In the course of administrative restructuring in Rhineland-Palatinate, the municipality passed in 1970 to the Verbandsgemeinde of Hillesheim.

== Politics ==

=== Municipal council ===
The council is made up of 12 council members, who were elected by majority vote at the municipal election held on 7 June 2009, and the honorary mayor as chairman.

=== Coat of arms ===
The German blazon reads: In silbern vor rot gespaltenem Schilde vorn ein rotes Balkenkreuz, hinten ein goldener Schlüssel mit abgewendetem Bart.
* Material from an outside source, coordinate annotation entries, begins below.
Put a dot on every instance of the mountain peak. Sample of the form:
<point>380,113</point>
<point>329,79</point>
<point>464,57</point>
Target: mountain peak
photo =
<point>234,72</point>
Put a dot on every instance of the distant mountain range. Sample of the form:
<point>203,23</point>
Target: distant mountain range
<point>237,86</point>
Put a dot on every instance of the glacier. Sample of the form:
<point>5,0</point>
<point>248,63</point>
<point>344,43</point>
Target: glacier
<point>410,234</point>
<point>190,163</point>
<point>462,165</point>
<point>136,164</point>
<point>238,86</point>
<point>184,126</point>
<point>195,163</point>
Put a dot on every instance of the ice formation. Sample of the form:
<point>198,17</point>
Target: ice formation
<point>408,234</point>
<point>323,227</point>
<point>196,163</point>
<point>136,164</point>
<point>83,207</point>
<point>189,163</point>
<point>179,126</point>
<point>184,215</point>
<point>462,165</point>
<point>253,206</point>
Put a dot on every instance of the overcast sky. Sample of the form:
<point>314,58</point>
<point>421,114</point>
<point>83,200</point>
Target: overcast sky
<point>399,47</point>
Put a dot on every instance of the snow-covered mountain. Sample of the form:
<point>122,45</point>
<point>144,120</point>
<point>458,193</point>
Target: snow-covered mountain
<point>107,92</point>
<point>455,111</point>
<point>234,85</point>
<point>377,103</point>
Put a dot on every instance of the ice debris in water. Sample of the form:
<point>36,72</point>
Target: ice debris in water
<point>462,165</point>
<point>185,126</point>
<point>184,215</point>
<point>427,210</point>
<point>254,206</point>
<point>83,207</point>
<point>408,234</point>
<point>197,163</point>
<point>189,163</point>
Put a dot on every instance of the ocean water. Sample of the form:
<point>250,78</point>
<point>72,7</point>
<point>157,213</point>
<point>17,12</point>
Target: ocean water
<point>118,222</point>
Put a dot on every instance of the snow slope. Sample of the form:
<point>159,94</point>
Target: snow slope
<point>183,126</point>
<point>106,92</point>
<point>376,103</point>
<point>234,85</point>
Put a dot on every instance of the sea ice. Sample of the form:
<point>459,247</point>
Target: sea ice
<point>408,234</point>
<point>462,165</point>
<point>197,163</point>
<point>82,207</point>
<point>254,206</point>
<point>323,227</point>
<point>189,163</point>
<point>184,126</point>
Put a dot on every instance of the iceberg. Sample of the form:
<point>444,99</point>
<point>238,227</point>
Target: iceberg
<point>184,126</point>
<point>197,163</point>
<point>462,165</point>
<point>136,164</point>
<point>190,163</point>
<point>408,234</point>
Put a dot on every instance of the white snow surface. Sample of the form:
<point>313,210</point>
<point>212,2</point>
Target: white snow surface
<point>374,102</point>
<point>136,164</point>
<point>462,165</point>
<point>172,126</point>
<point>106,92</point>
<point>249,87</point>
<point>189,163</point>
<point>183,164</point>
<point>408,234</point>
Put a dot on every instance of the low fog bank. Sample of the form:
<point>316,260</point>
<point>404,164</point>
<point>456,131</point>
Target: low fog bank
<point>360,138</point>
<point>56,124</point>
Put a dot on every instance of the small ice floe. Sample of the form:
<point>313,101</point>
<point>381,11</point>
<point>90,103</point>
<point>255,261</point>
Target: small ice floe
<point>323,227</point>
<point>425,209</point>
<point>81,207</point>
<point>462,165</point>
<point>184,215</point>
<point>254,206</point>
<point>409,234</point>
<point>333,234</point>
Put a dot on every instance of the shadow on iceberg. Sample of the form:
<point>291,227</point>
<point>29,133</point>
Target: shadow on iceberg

The municipality's arms might in English heraldic language be described thus: Per pale, argent a cross gules and gules a key palewise, the wards to chief and sinister, Or.

The cross on the dexter (armsbearer's right, viewer's left) side stands for the old Electorate of Trier, while the key on the sinister (armsbearer's left, viewer's right) side stands for the parish's patron saint, Peter.

The arms have been borne since 7 August 1961, when they were approved by the Rhineland-Palatinate Ministry of the Interior.

== Culture and sightseeing ==

=== Buildings ===
The village's character centres on the Romanesque fortress church at Kiefernstraße 4, which today serves as a graveyard chapel. It is a small, aisleless structure from between 1513 and 1515 with a walled churchyard. The west tower is from 1545. It has 14 Stations of the Cross, and also a warriors’ memorial from the First World War. Saint Peter's Parish Church (Pfarrkirche St. Peter; indeed, both churches are consecrated to Saint Peter), built right next to it at Kirchstraße 1, comes from 1927 and is an aisleless church with Expressionistic influences.

Other cultural heritage buildings include:
- Beulerstraße 10 – a small stable-house (with former on the ground floor) with an “oven porch” from 1875;
- Beulerstraße 16 – a house, apparently from 1892;
- Hillesheimer Straße 20 – Quereinhaus (a combination residential and commercial house divided for these two purposes down the middle, perpendicularly to the street) from 1866 with an “oven porch”;
- Kirchstraße 4 – former school or rectory (?), five-axis solid construction, middle or latter half of the 19th century;
- Pastor-Fuhrmann-Straße 17 – stately Quereinhaus, roof with half-hipped gable, latter half of the 19th century;
- Niche cross – the so-called Ablaßkreuz (“Indulgence Cross”), sandstone, possibly from the 16th century.

== Famous people ==
Anton Schütz (born 19 April 1894 in Berndorf, died 6 October 1977), well-known artist in New York

== Sundry ==
The village gave the writer Michael Preute the surname for his pseudonym, Jacques Berndorf.